OPA1 has been involved in mtDNA maintenance in skeletal muscle (Amati-Bonneau et al. 2008; Elachouri et al. 2011). We showed that in Opa1+/− mice, fast skeletal muscle mtDNA content was slightly lower than in Opa1+/+ mice. mtDNA content increased in control mice after training but not in Opa1+/− mice. On the other hand, neither COX activity nor expression of the mtDNA encoded COX subunit (COXI) was altered in sedentary animals, suggesting that the small decrease in mtDNA content was not sufficient to affect mitochondrial protein expression.

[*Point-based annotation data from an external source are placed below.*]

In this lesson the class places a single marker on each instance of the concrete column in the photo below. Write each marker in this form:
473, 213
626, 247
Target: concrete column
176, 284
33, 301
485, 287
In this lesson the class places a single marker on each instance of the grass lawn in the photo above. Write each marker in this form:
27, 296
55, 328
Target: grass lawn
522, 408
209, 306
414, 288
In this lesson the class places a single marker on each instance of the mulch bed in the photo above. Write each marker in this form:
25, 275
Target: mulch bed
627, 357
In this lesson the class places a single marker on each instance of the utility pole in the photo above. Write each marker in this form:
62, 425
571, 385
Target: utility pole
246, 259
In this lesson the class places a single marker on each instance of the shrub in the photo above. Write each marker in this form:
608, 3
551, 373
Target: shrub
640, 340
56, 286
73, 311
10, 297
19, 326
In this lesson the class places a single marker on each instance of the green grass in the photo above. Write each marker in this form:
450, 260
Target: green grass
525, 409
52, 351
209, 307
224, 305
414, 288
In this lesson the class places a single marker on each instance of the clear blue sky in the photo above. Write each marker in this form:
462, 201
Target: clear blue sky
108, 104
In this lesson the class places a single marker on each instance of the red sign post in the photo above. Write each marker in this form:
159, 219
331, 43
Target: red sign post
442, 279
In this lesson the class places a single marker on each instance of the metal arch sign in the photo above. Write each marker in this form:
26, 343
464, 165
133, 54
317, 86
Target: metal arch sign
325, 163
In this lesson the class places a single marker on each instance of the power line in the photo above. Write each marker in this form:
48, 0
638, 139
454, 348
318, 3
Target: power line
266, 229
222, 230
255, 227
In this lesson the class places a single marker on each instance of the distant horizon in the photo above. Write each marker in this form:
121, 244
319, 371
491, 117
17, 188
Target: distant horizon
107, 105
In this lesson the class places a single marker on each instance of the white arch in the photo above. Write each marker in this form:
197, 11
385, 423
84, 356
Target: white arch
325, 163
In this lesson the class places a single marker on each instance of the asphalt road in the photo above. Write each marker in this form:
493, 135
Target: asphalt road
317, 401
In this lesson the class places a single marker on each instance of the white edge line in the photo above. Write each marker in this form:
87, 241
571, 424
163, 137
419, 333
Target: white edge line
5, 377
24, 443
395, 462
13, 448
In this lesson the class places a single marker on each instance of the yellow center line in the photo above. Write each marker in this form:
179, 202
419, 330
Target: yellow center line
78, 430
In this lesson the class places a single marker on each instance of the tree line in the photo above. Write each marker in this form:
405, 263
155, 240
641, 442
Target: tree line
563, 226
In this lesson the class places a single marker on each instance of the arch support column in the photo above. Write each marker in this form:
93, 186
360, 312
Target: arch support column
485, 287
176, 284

At the level of mitochondrial enzymes, exercise training induced a more than 50% increase in CS and COX activities in fast but not in slow muscles, but the effects were different in the two mouse strains. Indeed, CS and COX activities, as well as respiratory chain complexes, CS and OPA1 protein content increased less in fast muscles of Opa1+/− mice despite a similar increase in mRNA levels, suggesting a defective mitochondrial biogenesis process a step beyond transcription, or an alteration in the mitochondrial protein import process. Because OPA1 plays an important role in the fusion–fission mechanisms that are involved in the morphological remodelling of mitochondria during biogenesis, a defect in this process may lead to altered mitochondrial structure and mitochondrial protein degradation.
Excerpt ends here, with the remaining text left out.